Illustration: Liu Rui/GT |
Misunderstanding and misperception are hallmarks of international relations; indeed, they are central to the functioning of great power politics. The recent op-ed by Robert Manning and the response from Jin Canrong, published in the Global Times, serve as cases in point.
Manning sees US efforts to shore up relationships in the Asia-Pacific region as part of a long-term effort to redistribute resources away from the model established in the Cold War, while Jin believes "if the US aims to be a responsible world power, it should persuade those small countries not to stir up tensions."
The conflict between these positions is in some ways more, and in some ways less real than it seems.
The growth of the military and economic power of China inevitably reduces the military freedom-of-action of the US. No claims about "a peaceful rise" or about "building a partnership" can prevent this shift from causing tensions between Washington, Beijing, and the host of smaller capitals caught between.
This basic reality generates misperception. Security politics in the Cold War involved a series of fundamental misunderstandings about the nature of the NATO-Warsaw Pact relationship.
NATO, sensibly, saw the massive Soviet Red Army as a threat capable of tearing through Germany and to the English Channel.
The Soviets, remembering when a much smaller Wehrmacht surprised and nearly destroyed the Red Army in 1941, viewed their many divisions - not to mention the larger occupation of Eastern Europe - as measures of security and defense.

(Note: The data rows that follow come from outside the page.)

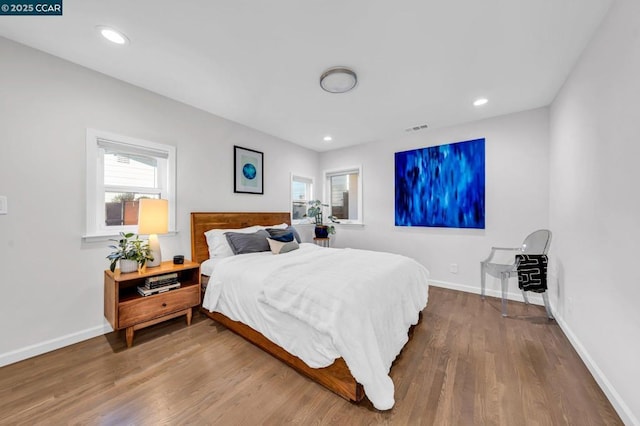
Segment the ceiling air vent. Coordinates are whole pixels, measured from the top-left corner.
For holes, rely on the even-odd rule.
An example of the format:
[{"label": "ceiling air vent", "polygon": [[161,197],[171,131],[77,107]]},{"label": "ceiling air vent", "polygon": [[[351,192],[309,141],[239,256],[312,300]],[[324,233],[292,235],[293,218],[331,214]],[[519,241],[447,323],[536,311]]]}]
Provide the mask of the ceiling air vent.
[{"label": "ceiling air vent", "polygon": [[417,126],[413,126],[413,127],[407,127],[406,129],[404,129],[405,132],[417,132],[418,130],[424,130],[426,129],[427,126],[426,124],[420,124]]}]

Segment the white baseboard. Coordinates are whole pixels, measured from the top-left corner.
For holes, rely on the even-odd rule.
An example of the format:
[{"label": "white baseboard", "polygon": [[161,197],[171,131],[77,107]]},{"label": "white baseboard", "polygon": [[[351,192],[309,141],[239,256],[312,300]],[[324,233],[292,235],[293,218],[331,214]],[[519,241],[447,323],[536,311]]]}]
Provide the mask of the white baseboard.
[{"label": "white baseboard", "polygon": [[[480,287],[475,287],[470,285],[457,284],[457,283],[452,283],[447,281],[437,281],[437,280],[430,280],[429,285],[432,285],[434,287],[448,288],[450,290],[458,290],[458,291],[464,291],[466,293],[474,293],[474,294],[480,295]],[[502,292],[500,290],[493,290],[488,288],[485,291],[485,295],[490,297],[502,297]],[[542,296],[529,293],[527,294],[527,297],[529,298],[529,303],[531,303],[532,305],[544,306],[544,302],[542,301]],[[516,293],[508,292],[507,300],[513,300],[515,302],[524,303],[524,297],[522,297],[521,291]],[[554,310],[552,311],[555,314],[555,311]]]},{"label": "white baseboard", "polygon": [[[448,288],[451,290],[464,291],[467,293],[474,293],[478,295],[480,294],[479,286],[475,287],[475,286],[468,286],[464,284],[457,284],[457,283],[451,283],[447,281],[436,281],[436,280],[429,281],[429,285],[433,285],[434,287]],[[485,293],[487,296],[501,297],[501,292],[499,290],[487,289]],[[541,305],[541,306],[544,305],[544,302],[542,301],[542,296],[538,296],[535,294],[527,295],[527,296],[529,297],[530,303],[535,305]],[[522,297],[521,292],[507,293],[507,298],[509,300],[514,300],[517,302],[524,302],[524,298]],[[598,365],[594,362],[591,355],[589,355],[589,352],[587,352],[587,350],[582,345],[580,340],[573,333],[573,331],[571,330],[571,327],[569,327],[569,325],[564,321],[564,319],[557,314],[554,306],[551,306],[551,312],[553,313],[553,316],[555,317],[556,322],[562,329],[562,332],[565,334],[565,336],[567,336],[567,339],[569,339],[569,343],[571,343],[571,346],[573,346],[573,349],[575,349],[575,351],[578,353],[578,356],[582,359],[582,362],[584,362],[584,364],[587,366],[587,369],[589,370],[593,378],[598,383],[598,386],[600,386],[600,389],[602,389],[604,394],[607,396],[607,398],[609,399],[609,402],[611,402],[611,405],[613,405],[613,408],[616,410],[616,412],[618,413],[618,415],[620,416],[624,424],[630,425],[630,426],[631,425],[640,426],[640,421],[638,421],[638,418],[631,412],[631,410],[629,409],[629,406],[624,402],[622,397],[620,397],[620,394],[615,390],[615,388],[613,387],[611,382],[607,379],[607,377],[604,375],[602,370],[598,368]]]},{"label": "white baseboard", "polygon": [[24,348],[16,349],[11,352],[0,354],[0,367],[13,364],[18,361],[23,361],[27,358],[42,355],[47,352],[54,351],[56,349],[63,348],[65,346],[73,345],[75,343],[82,342],[84,340],[92,339],[96,336],[101,336],[113,331],[108,324],[102,326],[96,326],[81,330],[76,333],[67,334],[66,336],[60,336],[55,339],[47,340],[46,342],[37,343],[35,345],[26,346]]},{"label": "white baseboard", "polygon": [[582,359],[582,362],[584,362],[584,364],[587,366],[587,369],[591,372],[591,375],[600,386],[600,389],[602,389],[604,394],[611,402],[611,405],[613,405],[613,408],[620,416],[620,419],[622,419],[622,422],[625,425],[640,426],[640,421],[638,421],[638,418],[631,412],[629,406],[624,402],[620,394],[615,390],[602,370],[598,368],[598,365],[594,362],[593,358],[591,358],[591,355],[589,355],[589,352],[587,352],[580,340],[573,333],[571,327],[569,327],[569,325],[564,321],[562,317],[556,317],[556,321],[564,332],[565,336],[567,336],[567,339],[569,339],[571,346],[573,346],[573,348],[578,353],[578,356],[580,356],[580,358]]}]

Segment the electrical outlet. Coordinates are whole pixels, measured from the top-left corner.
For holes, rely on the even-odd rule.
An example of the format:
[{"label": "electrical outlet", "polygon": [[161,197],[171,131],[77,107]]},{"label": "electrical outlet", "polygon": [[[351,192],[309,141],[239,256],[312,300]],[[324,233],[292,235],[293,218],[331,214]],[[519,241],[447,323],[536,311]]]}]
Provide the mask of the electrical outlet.
[{"label": "electrical outlet", "polygon": [[449,272],[451,272],[452,274],[457,274],[458,273],[458,264],[457,263],[452,263],[451,265],[449,265]]},{"label": "electrical outlet", "polygon": [[0,214],[7,214],[7,212],[8,212],[7,196],[0,195]]}]

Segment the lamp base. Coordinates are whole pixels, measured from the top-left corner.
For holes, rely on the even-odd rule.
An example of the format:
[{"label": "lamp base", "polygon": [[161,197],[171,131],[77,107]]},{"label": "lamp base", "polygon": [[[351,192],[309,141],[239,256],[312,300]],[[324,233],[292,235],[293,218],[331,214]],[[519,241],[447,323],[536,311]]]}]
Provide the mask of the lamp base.
[{"label": "lamp base", "polygon": [[147,261],[147,268],[160,266],[160,263],[162,262],[162,254],[160,253],[160,241],[158,240],[157,234],[149,235],[149,248],[151,249],[151,256],[153,256],[153,260]]}]

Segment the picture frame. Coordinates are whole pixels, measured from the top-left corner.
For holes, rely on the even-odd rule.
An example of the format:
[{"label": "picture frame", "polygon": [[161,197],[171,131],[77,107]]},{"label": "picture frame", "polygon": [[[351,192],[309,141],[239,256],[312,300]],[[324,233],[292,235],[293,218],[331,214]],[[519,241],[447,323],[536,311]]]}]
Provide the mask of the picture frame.
[{"label": "picture frame", "polygon": [[396,152],[395,226],[485,229],[485,139]]},{"label": "picture frame", "polygon": [[264,194],[264,154],[249,148],[233,146],[233,192]]}]

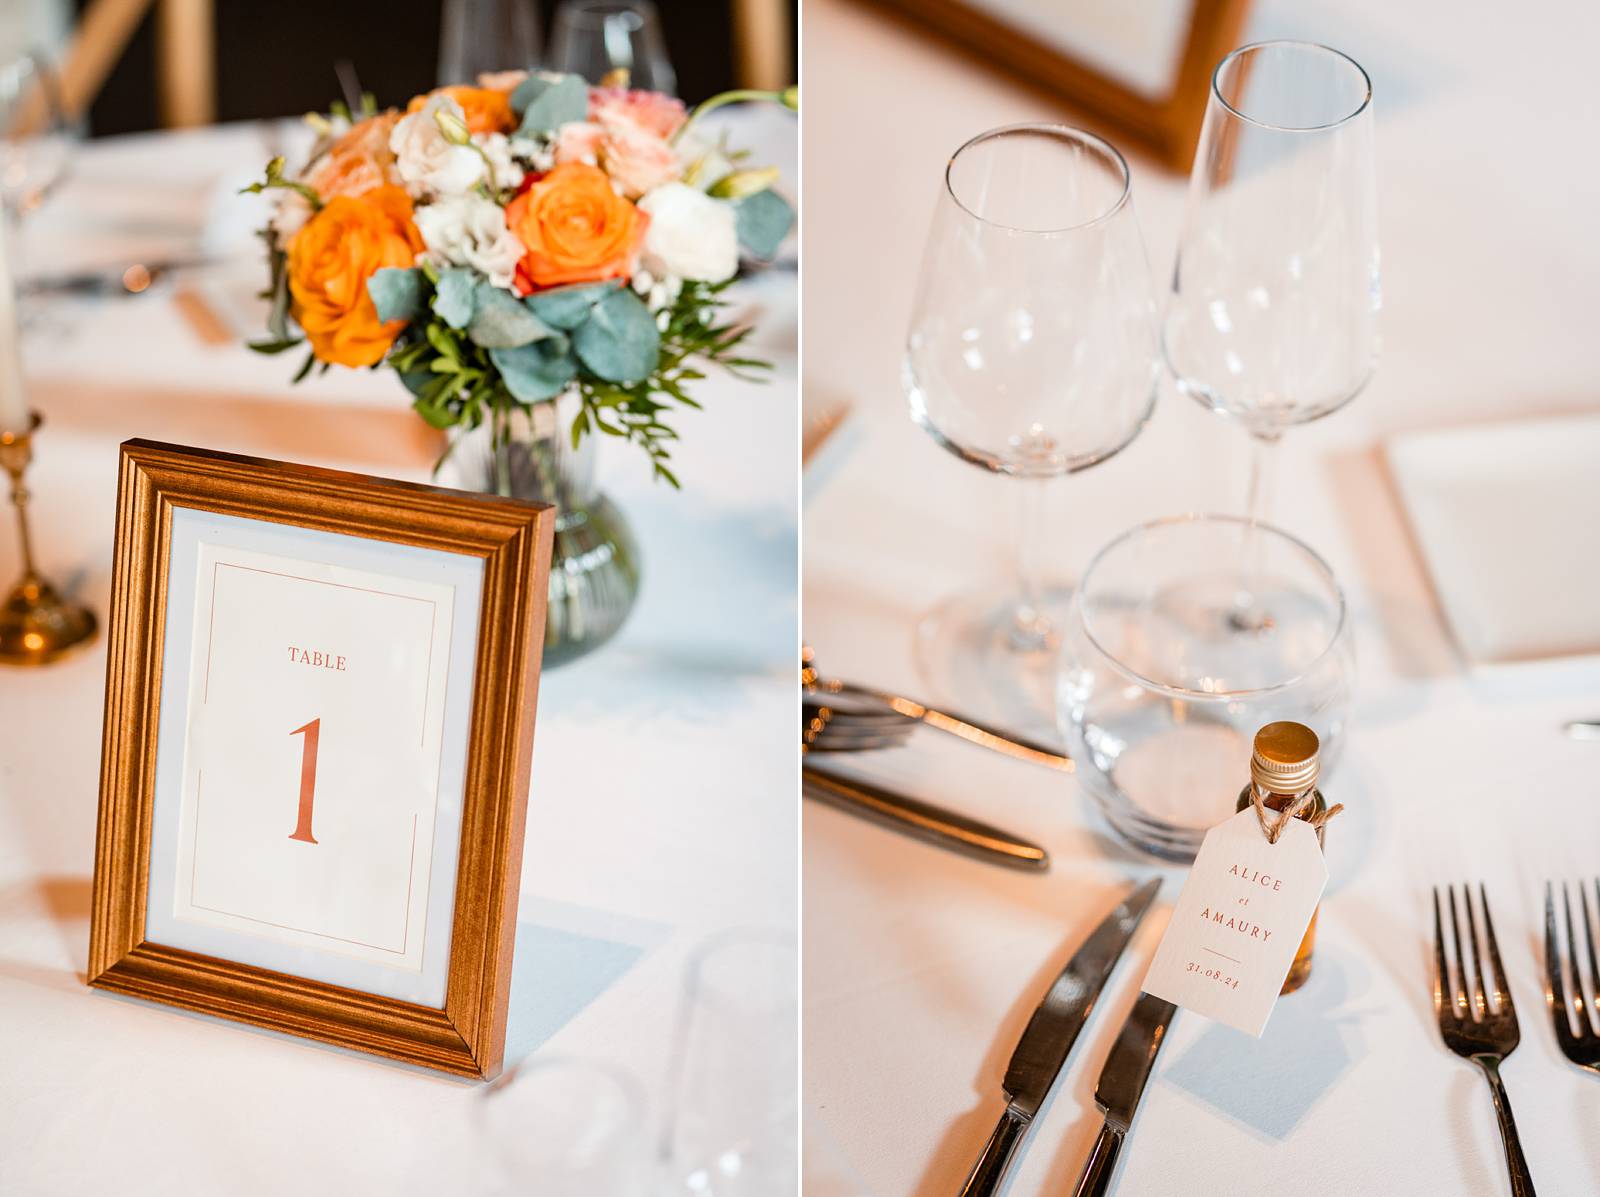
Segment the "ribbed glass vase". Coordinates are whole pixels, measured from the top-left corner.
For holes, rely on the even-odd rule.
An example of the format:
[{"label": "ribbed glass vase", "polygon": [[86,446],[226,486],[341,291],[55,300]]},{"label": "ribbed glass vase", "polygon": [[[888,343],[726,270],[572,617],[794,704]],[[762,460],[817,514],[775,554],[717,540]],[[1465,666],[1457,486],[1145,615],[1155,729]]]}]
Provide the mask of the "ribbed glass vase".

Put bluntly, there is no set of policies that the US could undertake that would relieve China of its concerns about containment. Barring complete disarmament, there is no set of policies that China could pursue that would relieve the US of concerns about growing Chinese influence in Asia.
Indeed, given the panic that Japan's economic rise of the 1970s and the 1980s induced in the US, even disarmament would be unlikely to do the trick.
All that said, Beijing and Washington can manage the tensions over "containment" for better or worse.
First and foremost, policymakers must understand the facts of misperception and asymmetric information.
Governments have a tendency to view the actions of their counterparts in the grimmest possible light, and to overstate their own importance in the calculations of others.
Not every US action in the Pacific is geared toward the containment of China, just as not every new destroyer launched by China threatens to destabilize the balance of power in the Pacific.
Policymakers can also rely on the daily grind of "low" international politics, including regular business, investment, tourism and educational exchange, to take the edge off the high political tensions.
China and the US have developed a deep, extensive, powerful transnational lobby for good relations with one another, simply by allowing the commerce of normal life to take place between Chinese and US citizens.
Such a lobby cannot always prevent conflict - a similar transnational community existed in Europe prior to World War I - but it can surely help provide context for national decision-making.
But simply understanding the negative effects of misperception and misunderstanding cannot make those effects go away.
Beijing and Washington can take steps to reduce tensions over specific issues. In the end, however, "assuring" Washington of Beijing's peaceful intentions, or "making space" for China's rise in the Western Pacific are effectively impossible.
The US may or may not be pursuing a strategy of containment; it's unclear that the foreign policymaking process in Washington is coherent enough to be called a "strategy."
But almost anything that the US does will be perceived in China as part of a grander project of containment, while Americans will see nearly every effort by China to improve its position as a threat.
Many of the most important aspects of the US-China relationship are positive sum; both sides can gain from it. But zero-sum, conflictual aspects cannot be escaped, and will continue to color perceptions on both sides of the Pacific.